Here are some guidelines to follow to choose the most appropriate store for placing directory information (usually requested as a schema extension, with additions of attributes and/or classes)
If a schema change is required for an enterprise-wide application, such as Exchange Server that has a major integration (effect’s most objects in the forest) and required interaction with security principals the change probably has to take place in the main forest. However, if the schema change is required for an application that a small population of the organization will use, You should determine whether deploying a such global change to satisfy the needs of this small population of the organization is warranted, in addition you should analyze whether the schema change is a long-term or short-term requirement, also if the data to be hosted in the directory is frequently changing, or is already hosted in a different format with in the forest,
You should consider an alternative directory store, such as a specific application directory using Active Directory Lightweight Directory Services (AD LDS) to support applications that depend on schema extensions that are not desirable in the AD DS directory— for one or more reasons such as schema extensions that only are useful to a single application or only required on a short-term basis.

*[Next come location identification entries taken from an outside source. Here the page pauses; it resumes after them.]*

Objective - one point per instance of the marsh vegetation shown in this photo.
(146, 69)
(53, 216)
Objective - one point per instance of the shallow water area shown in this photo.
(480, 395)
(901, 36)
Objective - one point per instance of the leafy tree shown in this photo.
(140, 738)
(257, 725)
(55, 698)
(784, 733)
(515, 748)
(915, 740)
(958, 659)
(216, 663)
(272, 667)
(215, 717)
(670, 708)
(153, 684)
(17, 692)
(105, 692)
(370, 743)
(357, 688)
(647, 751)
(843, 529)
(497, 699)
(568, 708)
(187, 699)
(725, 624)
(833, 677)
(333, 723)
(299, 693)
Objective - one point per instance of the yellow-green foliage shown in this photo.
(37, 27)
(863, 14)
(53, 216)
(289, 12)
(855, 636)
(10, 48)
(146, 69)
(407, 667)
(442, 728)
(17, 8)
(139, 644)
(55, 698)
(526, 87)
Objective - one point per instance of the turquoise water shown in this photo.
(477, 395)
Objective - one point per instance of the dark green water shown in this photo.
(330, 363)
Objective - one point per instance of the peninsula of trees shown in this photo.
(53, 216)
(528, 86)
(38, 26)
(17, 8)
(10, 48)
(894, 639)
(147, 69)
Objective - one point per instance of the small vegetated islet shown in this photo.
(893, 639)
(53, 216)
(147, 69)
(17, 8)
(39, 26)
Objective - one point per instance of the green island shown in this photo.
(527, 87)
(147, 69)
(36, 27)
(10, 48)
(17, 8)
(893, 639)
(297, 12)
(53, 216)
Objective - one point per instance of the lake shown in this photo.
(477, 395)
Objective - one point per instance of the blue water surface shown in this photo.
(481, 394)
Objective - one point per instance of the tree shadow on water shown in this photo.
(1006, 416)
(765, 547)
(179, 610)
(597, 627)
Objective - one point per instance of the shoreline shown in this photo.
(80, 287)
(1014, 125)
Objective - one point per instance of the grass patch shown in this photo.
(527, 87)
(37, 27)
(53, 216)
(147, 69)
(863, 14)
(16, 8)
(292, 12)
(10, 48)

The following table supports the process to determine the most appropriate directory information store for a particular application/schema extension.
Description |
Points |
A small population of the organization will benefit/use the schema extension, less than 40% | 2 points |
Schema extension are deployed on short-term basis, application/system lifecycle equal to/or less than 2 years | 2 points |
Schema extension will host data already available in AD DS | 8 points |
Schema extension will store more than 256k on a single object | 3 points |
Schema extension will introduce none-optimizeable LDAP queries | 4 points |
Schema extension OIDs can’t be verified | 12 points |
If the schema extension qualifies for more than 3 points above, I advised to choose Active Directory Lightweight Directory Services (AD LDS) as the directory information store over Active Directory Domain Services (AD DS).